Your task: Update sendCommand and readState to use a timeout. Choose a reasonable timeout value for an IoT home network. (Hint: a device that takes more than a few seconds to respond is probably unresponsive—but a timeout that's too short will falsely report healthy devices as down.)

After your change, test it:

./run-timeout
sceneitall> on porch-camera

The CLI should now fail within your timeout window rather than hanging forever.
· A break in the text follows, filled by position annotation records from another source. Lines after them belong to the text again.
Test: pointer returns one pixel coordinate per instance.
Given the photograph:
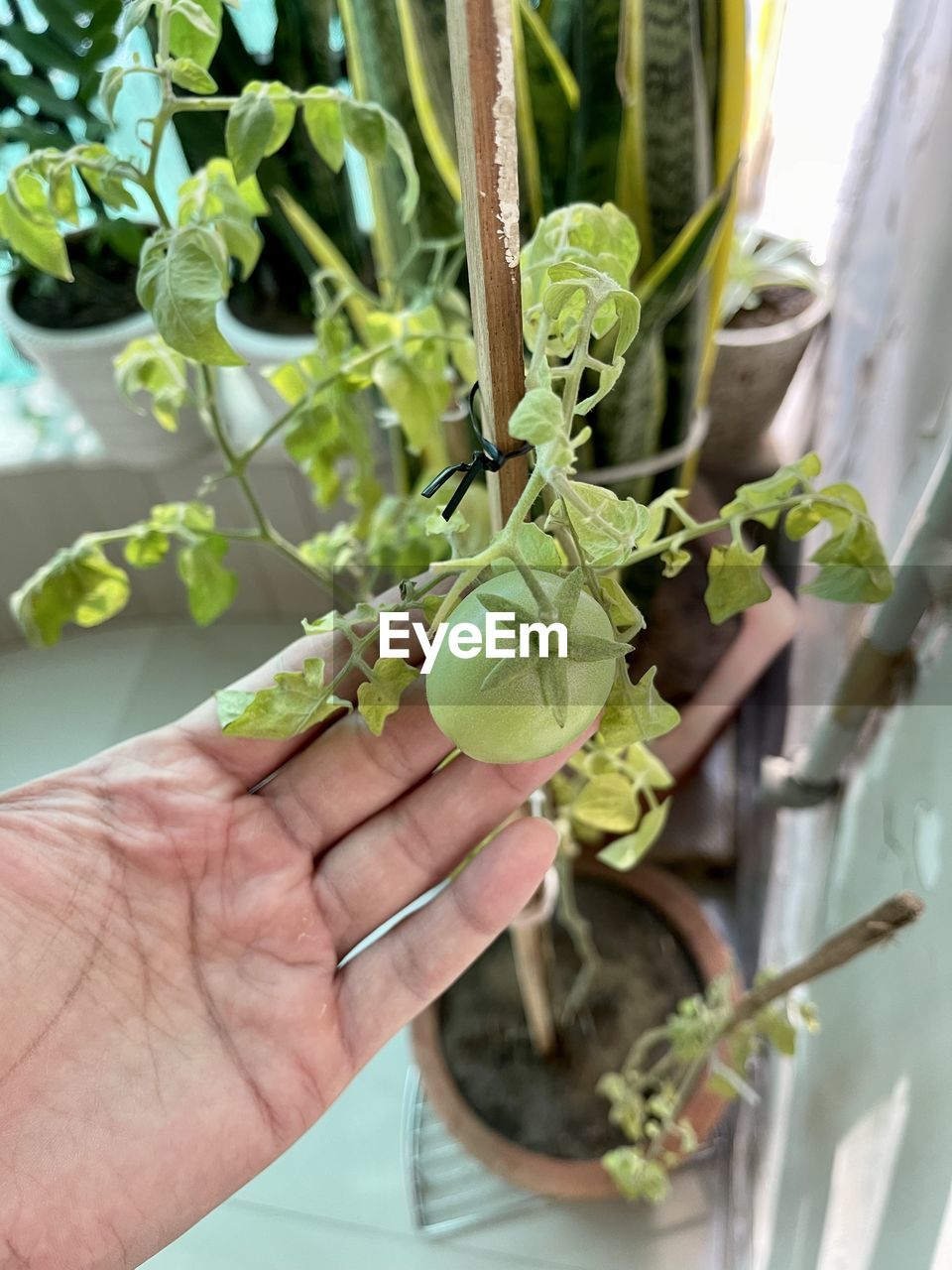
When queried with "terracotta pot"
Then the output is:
(548, 1175)
(753, 372)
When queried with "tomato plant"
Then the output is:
(512, 708)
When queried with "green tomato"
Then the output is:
(509, 721)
Record your timeout choice and reasoning in REFLECTION.md (Question 2).

What to catch

networkClient.send() throws TimeoutException when the timeout expires, and DeviceUnreachableException when the network can't reach the device at all. Handle both.
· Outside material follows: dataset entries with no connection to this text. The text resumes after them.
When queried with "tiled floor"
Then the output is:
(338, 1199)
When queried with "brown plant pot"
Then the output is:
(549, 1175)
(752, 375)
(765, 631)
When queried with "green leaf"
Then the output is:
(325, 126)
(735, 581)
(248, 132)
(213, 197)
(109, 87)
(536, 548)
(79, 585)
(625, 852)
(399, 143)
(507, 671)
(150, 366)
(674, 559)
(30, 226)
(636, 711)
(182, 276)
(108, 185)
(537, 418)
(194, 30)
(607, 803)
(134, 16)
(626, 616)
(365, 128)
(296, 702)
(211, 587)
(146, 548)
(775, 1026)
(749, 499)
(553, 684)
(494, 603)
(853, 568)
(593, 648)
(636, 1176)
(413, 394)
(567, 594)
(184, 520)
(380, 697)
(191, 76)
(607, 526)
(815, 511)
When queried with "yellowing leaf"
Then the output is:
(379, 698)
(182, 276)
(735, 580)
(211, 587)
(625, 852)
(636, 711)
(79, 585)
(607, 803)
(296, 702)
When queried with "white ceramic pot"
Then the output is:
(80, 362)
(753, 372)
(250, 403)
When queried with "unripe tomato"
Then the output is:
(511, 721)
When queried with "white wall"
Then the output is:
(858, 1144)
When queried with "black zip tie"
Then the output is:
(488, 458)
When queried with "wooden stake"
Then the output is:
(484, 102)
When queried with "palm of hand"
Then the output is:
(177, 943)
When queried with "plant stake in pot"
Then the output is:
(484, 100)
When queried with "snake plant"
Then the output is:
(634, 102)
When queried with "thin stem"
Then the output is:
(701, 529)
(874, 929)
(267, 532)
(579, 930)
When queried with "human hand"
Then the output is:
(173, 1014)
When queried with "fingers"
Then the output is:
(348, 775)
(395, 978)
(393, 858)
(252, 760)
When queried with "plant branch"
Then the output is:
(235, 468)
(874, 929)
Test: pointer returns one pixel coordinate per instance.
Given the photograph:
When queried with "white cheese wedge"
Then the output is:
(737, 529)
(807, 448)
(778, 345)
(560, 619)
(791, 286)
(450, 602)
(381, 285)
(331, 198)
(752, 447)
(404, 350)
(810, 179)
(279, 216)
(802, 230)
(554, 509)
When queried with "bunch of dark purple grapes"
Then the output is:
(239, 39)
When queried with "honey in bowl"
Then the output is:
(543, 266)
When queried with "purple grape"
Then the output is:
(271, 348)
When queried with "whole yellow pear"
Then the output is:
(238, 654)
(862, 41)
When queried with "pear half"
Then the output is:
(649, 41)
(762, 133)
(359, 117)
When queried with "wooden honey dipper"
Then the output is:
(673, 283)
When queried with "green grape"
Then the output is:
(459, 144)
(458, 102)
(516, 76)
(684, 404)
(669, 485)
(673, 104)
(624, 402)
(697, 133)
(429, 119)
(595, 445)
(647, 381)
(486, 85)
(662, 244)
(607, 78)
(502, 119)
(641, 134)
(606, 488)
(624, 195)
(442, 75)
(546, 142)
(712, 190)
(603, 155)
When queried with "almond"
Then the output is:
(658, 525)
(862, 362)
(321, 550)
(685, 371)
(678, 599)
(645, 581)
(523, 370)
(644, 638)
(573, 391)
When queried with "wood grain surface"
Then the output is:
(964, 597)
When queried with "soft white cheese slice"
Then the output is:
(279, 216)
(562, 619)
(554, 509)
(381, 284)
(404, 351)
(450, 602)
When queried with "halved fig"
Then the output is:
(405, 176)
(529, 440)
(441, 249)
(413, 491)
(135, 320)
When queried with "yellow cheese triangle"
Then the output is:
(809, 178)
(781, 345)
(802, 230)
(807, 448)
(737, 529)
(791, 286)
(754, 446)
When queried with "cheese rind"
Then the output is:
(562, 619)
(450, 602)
Exercise 2.2: Add Retry with Exponential Backoff (12 minutes)

A single timeout is better than hanging forever, but many real failures are transient—the device was briefly busy, the network had a momentary hiccup. Retrying after a short wait often succeeds.

From L20, the pattern is:

int attempts = 0;
while (attempts < MAX_ATTEMPTS) {
try {
return networkClient.send(request, TIMEOUT);
} catch (TimeoutException | DeviceUnreachableException e) {
attempts++;
if (attempts >= MAX_ATTEMPTS) throw new DeviceGatewayException("Device unreachable after " + MAX_ATTEMPTS + " attempts", e);
long waitMs = (long) Math.pow(2, attempts) * 1000; // 2s, 4s, 8s
Thread.sleep(waitMs);
}
}

Your task: Implement retry with exponential backoff in DeviceGateway. Decide:

  • How many retry attempts? (Consider: each attempt takes up to your timeout. 3 attempts × 5 second timeout = up to 15 seconds before giving up. Is that acceptable for a home automation CLI?)
  • Should retrying be the same for readState and sendCommand? Or should a command that might have already executed be retried differently?

Discuss the second question with your partner before writing code. There's no single right answer—but there is an important difference: readState is idempotent (reading device state has no side effects), but sendCommand may not be. What happens if you retry on porch-camera and the first attempt actually succeeded?

Record your design decisions and tradeoffs in REFLECTION.md (Question 2).

Testing your retry logic

The scenario-intermittent.json config makes porch-camera fail roughly 60% of the time. Run:

./run-intermittent

Try on porch-camera several times. With retry logic, most attempts should eventually succeed.

🔄 Sync Point 2 — Requirements Change (5 minutes)

Lab leader will make an announcement. DeviceGateway will now also need to handle partial failures.

After the announcement, discuss with your partner:

  • "What assumption does our current code make that this breaks?"
  • "Will we throw out our retry logic, modify it, or build on top of it?"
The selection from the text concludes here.